You're a relationship-girl, and that's okay. It doesn't sound like this guy is in the same place as you, but since you're moving on soon, hey, why not have fun?
posted by sundrop at 7:20 PM on August 1, 2010 [2 favorites]


Your current relationship with this guy sounds like a friends-with-benefits/fuckbuddy/your-preferred-term situation, albeit an affectionate one. When I think of "casual dating" I would expect to see someone a lot less than in a relationship, but participate in mostly the same activities (minus the mundane grocery shopping, etc.)
I guess the terminology doesn't matter, but if you are looking for a casual-dating relationship, I'd say you're feeling weird because this isn't one. If you meant something more along the lines of "casual encounters" then ... maybe your feelings for this guy just don't line up with the kind of relationship you were looking for.

He's probably mature enough (one hopes) that you could talk to him about how you feel and what you would like to change without scaring him -- his response, of course, could be anything from just what you want to ... not that. Or you could put him in a "sex and in-bed-conversation partner" box, busy yourself with your friends, and see how that goes.
posted by lilbizou at 8:53 PM on August 1, 2010


"I want a casual relationship, but am having a hard time lining up my feelings with the situation. I’m ok with just going over for sex, but … I don’t really know why I am feeling weird right now."

You're feeling weird because you're actually not ok with just going over for sex. That's why you feel sad shortly thereafter. You want something more. You want a relationship, and that's 100% A-OK. You want sex too, but your heart is trying to tell you something. It's ok to listen. Give it a listen.

Best of luck.
posted by 2oh1 at 9:28 PM on August 1, 2010 [1 favorite]


There are any number of ways to define "casual relationship" and it seems entirely reasonable for someone to define them as being more than meeting for sex.

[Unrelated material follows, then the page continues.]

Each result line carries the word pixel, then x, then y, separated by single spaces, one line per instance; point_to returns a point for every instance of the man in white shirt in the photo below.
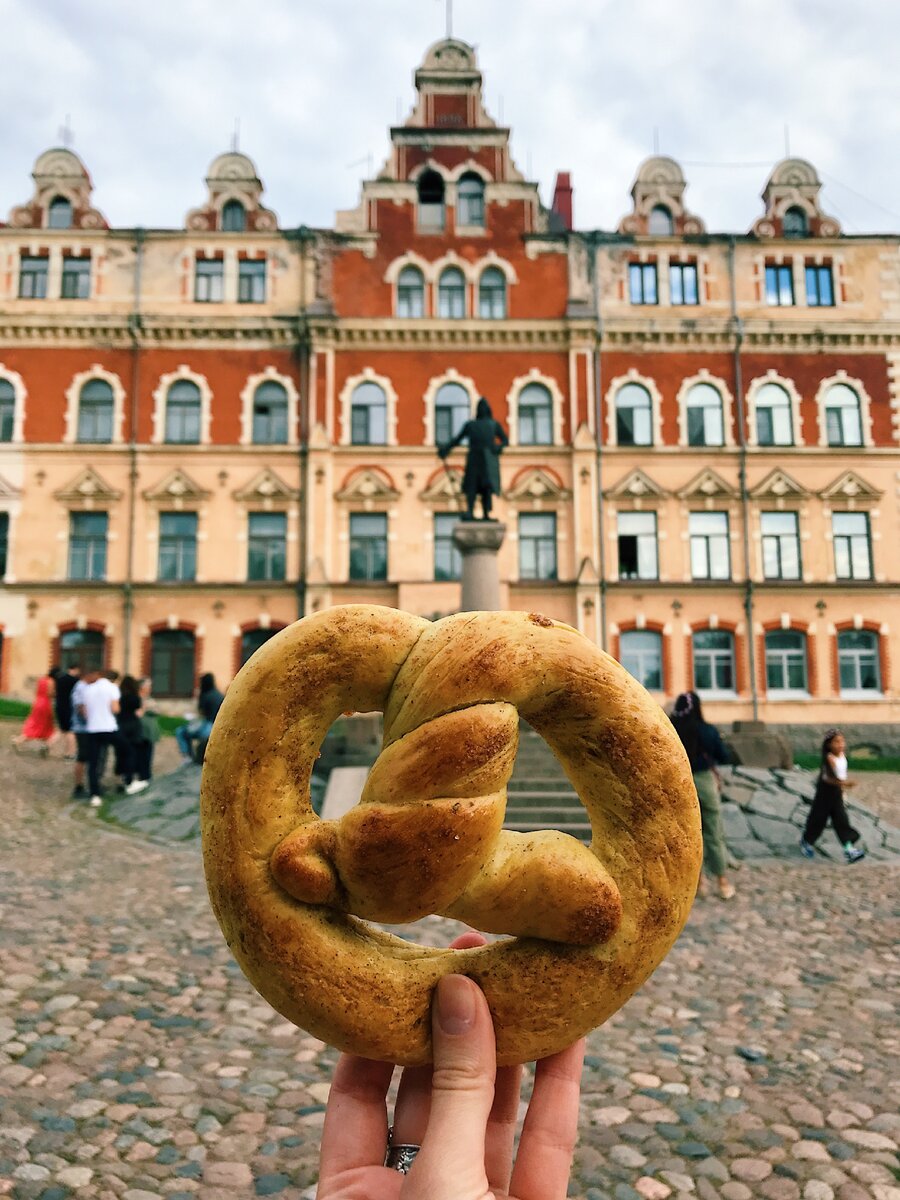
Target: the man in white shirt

The guy made time to go out before and he can do it again. I can believe it feels like bait and switch--"We can do things you enjoy and then have sex, but now it's just sex."--and maybe that doesn't sit well?

Feels reasonable to relate that you're not looking for the whole enchilada or anything close, but the change to a sex-only relationship doesn't sit well.
posted by ambient2 at 10:06 PM on August 1, 2010


I agree with 2oh1 and I was also in a similar situation as you. It was really, really hard for me to admit to myself that I couldn't be a cool FWB girl. Although I have no problem with doing a one-night thing, and I'm currently in a great longterm relationship, I just could not combine the best of both worlds. The only thing I regret about this realization is that I wish I had made it sooner.
posted by girlmightlive at 2:07 PM on August 2, 2010


Why do you want a casual relationship? I'm guessing it's because you want to be in a relationship, but you know you're going to move away. You don't seem that excited about this guy, though, except for the great sex you have. It's totally fine if fantastic sex is not enough for you, and it's totally fine to choose to be single if you can't have the kind of relationship you want right now. I also gave the casual thing a shot after getting divorced last year, and it really wasn't for me even though I tried my best to play the part. Being single would've been better -- I was just acting out of habit in a way, since I'd been with someone for so long. Maybe you feel hesitant to be on your own after being in serious, long-term relationships for most of your adult life. I would suggest trying to be single for a while. If you don't want to give up on your casual relationship yet, talk to your guy and explain that you'd like a few weeks to sort out what's best for you relationship-wise. If work is his first priority, he'll likely be very understanding that you want to focus on yourself for a while.